When he accepted the job offer, it wasn’t like there were fifty companies competing for his skills. He had applied to several, got interviews at a few, and took the first decent offer that he received. It was a good company, but he didn’t’ really have as much choice in the matter as he’d let himself believe.

He finished his coffee, and started wandering around the mall he found himself in. It was a Saturday afternoon, and he didn’t have any plans, so he kind of wandered aimlessly, like he’d been doing pretty much his whole life. He wandered into a bookshop. Not a big bookshop like a major chain, but a small, niche market bookshop. He browsed around and picked up a book on manifesting. He had always thought that this subject was a bunch of nonsense, that was nothing more than modern day snake oil. What he found inside this book was fascinating, to say the least.

The book described how mankind was a complex biological social organism that had developed over the course of millions of years. And that human social behavior was goal driven, but for many, those goals are determined by those outside of the individual. People have the ability to choose their own goals, or let others choose their goals for them. Of course, it is much easier, and less risky to allow others to choose the goals for them, so nature has this goal setting mechanism built into the human mind by default. But it can be overcome. The book went on to explain that by creating a very compelling idea of what you want to create, and focusing on that idea again and again, your actions will start to naturally and unconsciously pull you towards those pictures that you want to create.

This guy decided to buy the book and try this out. He spent several weeks coming up with one or two things that he would like to have. His own home, a relationship with a sweet, kind and beautiful woman, a salary double what he was making now. He created several pictures in his mind of each of this, and focused on them whenever he had a chance. Pretty soon, he found himself doing things that he didn’t do before, but seemed to be drawing towards the future that he was imagining, rather than the future that he had allowed others to imagine for him by default.
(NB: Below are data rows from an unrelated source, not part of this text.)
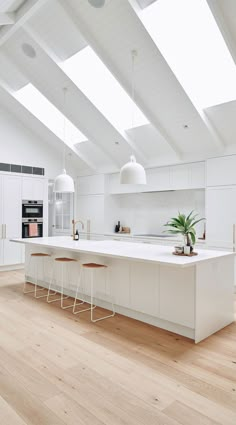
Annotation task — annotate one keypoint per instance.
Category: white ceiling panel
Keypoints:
(97, 156)
(56, 31)
(11, 75)
(50, 80)
(223, 119)
(34, 125)
(150, 141)
(10, 5)
(113, 32)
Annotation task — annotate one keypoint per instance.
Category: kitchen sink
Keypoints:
(153, 235)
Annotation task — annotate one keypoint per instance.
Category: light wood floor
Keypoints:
(56, 368)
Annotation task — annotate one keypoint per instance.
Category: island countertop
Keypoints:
(125, 250)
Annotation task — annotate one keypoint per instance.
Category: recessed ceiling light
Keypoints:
(28, 50)
(97, 3)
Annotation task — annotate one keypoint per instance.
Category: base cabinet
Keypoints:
(13, 189)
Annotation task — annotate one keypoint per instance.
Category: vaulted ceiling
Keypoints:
(38, 36)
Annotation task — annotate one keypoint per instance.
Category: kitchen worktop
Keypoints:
(125, 250)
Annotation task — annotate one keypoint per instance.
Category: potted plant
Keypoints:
(184, 225)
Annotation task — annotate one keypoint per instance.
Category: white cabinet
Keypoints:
(90, 185)
(10, 217)
(180, 177)
(220, 216)
(91, 208)
(175, 177)
(33, 188)
(221, 171)
(144, 288)
(158, 179)
(177, 294)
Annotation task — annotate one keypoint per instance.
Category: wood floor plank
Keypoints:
(186, 416)
(8, 416)
(56, 369)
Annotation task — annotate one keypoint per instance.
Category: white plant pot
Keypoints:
(186, 250)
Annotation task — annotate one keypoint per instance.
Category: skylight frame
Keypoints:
(190, 40)
(98, 84)
(36, 103)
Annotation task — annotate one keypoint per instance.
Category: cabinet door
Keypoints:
(221, 171)
(27, 188)
(11, 205)
(220, 216)
(33, 188)
(180, 176)
(144, 288)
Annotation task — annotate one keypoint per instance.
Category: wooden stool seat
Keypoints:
(65, 264)
(64, 259)
(38, 259)
(40, 254)
(93, 265)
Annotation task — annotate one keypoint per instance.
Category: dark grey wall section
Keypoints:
(14, 168)
(4, 167)
(27, 170)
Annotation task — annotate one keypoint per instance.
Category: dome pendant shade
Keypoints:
(64, 183)
(132, 173)
(97, 3)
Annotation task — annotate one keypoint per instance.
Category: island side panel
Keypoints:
(214, 296)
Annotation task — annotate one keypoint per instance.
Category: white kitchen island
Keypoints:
(191, 296)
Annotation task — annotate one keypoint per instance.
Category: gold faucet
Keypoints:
(73, 227)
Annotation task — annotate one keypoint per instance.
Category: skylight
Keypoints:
(93, 78)
(48, 114)
(188, 37)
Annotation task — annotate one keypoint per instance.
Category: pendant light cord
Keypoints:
(64, 131)
(133, 53)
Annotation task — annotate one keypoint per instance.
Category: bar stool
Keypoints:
(64, 261)
(37, 256)
(92, 267)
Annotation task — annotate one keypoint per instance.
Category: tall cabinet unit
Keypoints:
(221, 202)
(13, 189)
(10, 219)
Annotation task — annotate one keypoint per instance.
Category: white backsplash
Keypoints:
(147, 212)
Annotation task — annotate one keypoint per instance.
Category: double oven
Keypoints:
(32, 219)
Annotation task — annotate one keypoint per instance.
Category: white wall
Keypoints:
(147, 212)
(18, 145)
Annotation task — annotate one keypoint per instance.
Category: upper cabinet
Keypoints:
(221, 171)
(33, 188)
(176, 177)
(91, 185)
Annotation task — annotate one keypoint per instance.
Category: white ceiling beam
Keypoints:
(73, 16)
(51, 55)
(27, 10)
(222, 24)
(81, 156)
(7, 18)
(94, 43)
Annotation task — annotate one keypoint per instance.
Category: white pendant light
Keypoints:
(64, 183)
(133, 172)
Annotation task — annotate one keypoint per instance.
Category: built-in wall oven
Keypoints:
(32, 228)
(32, 209)
(32, 219)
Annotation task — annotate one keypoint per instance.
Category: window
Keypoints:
(189, 39)
(97, 83)
(48, 114)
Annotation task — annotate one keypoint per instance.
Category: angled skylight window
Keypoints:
(48, 114)
(93, 78)
(189, 39)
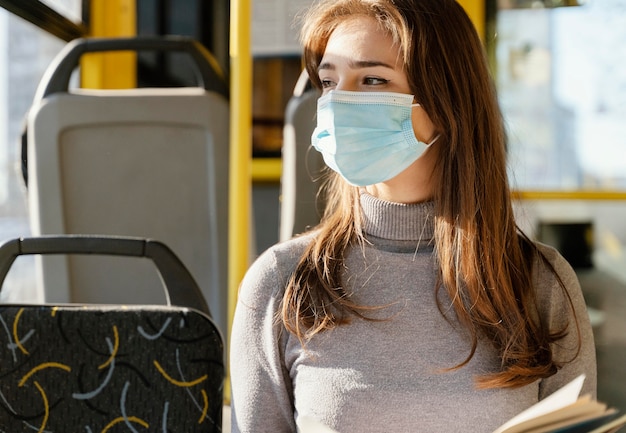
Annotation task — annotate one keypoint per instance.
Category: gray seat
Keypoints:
(302, 165)
(150, 163)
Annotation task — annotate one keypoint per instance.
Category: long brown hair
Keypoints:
(485, 262)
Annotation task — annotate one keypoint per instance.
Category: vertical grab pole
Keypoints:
(476, 11)
(240, 152)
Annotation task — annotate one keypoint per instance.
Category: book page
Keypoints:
(559, 399)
He started doing things a little bit differently at work, which got him noticed by upper management. Soon he was promoted, and making more money. He started going out by himself, instead of hanging out with his friends. And when he went places, he went to museums, charity events, and other social gatherings rather than the same bars he had been going do. Pretty soon he was dating a few candidates for a serious long-term relationship. And with his increased salary, he was saving enough to put down on a nice house in a neighborhood. Pretty soon his life was completely changed, for the better, and almost as if by magic. The perplexing thing, to him at least, was that he didn’t remember deciding to actually do anything different. All he remembered was making up those pictures of the things he wanted, and focusing on them several times a day. Everything else was pretty automatic. Another thing that came to his attention was how incredibly happy and motivating his life had become. Amazing how these things work.